World Oceans Day 2022: Tagging Ocean Giants

World Oceans Day is held on 8 June every year to raise awareness of the vital importance of our oceans and their role in sustaining a healthy planet. By raising funds and awareness, Galapagos Conservation Trust is able to support and deliver projects in Galapagos and respond to key threats facing the Islands' critically endangered marine wildlife.

Kelly Hague

Senior Philanthropy Manager

World Oceans Day is a global celebration that looks to bring people and organisations together across the world in a series of events highlighting how we can all help protect and conserve our oceans.

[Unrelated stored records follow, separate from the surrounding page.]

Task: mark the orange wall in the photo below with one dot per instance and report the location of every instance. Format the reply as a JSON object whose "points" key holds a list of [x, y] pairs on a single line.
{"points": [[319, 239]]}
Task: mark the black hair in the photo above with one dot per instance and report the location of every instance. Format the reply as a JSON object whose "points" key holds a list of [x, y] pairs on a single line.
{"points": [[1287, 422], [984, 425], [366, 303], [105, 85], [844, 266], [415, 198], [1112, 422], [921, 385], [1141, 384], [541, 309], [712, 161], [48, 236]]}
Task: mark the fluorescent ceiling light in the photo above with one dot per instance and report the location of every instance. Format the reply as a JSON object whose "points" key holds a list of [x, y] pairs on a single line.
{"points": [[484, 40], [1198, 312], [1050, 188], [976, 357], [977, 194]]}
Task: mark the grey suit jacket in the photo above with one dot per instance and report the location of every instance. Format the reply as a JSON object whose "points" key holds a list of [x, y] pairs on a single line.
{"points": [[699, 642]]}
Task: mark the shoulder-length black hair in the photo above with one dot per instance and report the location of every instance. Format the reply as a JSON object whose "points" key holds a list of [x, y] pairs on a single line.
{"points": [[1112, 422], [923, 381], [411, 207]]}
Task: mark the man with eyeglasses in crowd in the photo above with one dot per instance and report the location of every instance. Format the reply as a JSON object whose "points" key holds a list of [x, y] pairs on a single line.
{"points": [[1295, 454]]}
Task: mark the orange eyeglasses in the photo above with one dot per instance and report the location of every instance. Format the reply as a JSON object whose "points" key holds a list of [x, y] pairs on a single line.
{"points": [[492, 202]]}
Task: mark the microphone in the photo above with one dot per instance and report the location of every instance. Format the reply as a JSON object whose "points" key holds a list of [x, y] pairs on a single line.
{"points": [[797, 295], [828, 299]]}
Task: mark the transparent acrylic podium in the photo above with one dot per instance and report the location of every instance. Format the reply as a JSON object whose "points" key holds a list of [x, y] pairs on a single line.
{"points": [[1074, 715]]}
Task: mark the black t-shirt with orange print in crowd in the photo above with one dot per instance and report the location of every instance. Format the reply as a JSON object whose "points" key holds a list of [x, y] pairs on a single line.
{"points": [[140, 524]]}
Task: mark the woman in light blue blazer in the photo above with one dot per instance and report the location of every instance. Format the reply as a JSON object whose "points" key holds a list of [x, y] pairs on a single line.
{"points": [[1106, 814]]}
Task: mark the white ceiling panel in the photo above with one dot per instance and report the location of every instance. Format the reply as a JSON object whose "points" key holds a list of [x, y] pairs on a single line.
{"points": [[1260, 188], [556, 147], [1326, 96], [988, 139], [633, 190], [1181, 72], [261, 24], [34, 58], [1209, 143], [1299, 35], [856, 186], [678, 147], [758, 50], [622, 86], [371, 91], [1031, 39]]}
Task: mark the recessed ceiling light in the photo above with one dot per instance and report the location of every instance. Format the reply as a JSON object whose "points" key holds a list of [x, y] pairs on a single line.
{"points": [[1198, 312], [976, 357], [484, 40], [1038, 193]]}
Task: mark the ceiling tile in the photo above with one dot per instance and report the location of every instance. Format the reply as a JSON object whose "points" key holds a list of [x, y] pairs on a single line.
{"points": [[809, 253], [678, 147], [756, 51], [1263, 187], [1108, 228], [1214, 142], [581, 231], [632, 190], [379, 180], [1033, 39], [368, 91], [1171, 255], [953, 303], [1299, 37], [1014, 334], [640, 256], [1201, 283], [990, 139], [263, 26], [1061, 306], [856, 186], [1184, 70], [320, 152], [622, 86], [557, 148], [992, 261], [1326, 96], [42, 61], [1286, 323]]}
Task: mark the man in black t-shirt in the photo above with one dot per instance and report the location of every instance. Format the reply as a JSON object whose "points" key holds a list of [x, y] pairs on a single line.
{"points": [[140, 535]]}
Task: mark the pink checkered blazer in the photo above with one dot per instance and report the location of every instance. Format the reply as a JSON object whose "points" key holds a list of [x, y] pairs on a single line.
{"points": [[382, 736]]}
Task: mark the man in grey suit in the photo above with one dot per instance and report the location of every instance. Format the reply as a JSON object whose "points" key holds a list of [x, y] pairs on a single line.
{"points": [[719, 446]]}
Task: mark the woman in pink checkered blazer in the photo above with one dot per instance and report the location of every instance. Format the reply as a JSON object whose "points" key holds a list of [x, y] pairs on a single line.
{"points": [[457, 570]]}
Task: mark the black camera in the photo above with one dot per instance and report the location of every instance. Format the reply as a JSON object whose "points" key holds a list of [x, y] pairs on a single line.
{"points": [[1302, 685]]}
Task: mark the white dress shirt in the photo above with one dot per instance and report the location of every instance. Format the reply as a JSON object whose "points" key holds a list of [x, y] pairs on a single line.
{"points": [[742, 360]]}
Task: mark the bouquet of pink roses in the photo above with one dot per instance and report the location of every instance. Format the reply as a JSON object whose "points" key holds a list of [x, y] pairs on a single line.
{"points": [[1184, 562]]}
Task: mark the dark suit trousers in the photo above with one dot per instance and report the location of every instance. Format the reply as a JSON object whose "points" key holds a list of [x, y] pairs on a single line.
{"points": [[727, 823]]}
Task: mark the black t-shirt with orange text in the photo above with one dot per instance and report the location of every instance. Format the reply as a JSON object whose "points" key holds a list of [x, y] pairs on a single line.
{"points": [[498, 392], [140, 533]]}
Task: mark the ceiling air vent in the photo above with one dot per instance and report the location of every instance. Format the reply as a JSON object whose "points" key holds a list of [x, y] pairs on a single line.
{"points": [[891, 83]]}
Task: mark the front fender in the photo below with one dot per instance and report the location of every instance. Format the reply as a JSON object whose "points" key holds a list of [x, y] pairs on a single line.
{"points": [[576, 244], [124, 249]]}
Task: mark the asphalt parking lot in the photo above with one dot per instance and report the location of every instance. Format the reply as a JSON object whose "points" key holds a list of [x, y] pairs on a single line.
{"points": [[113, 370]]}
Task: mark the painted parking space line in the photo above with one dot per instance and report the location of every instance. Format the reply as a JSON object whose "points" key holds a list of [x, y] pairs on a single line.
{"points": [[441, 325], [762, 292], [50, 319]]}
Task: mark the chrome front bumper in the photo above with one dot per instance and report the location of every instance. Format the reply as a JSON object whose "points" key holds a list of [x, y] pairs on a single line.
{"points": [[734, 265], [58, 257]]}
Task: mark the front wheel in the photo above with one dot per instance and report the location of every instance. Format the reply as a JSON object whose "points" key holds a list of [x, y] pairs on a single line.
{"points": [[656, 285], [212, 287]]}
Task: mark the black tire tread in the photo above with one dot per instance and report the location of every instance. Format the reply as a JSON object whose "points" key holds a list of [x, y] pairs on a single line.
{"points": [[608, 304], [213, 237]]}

Endangered Sharks of Galapagos Programme

This is a critical time for sharks globally. They are facing increasing pressures from industrial fishing, habitat loss and plastic pollution. By raising funds and awareness, we are able to support and deliver projects in Galapagos and respond to key threats facing the Islands’ marine wildlife.

Many of the sharks found in Galapagos are migratory. Once they swim outside of protected waters, they are at great risk from industrial fishing. Our Endangered Sharks of Galapagos project, set up in 2017, supports research that will ensure better protection for them within and outside of the Galapagos Marine Reserve.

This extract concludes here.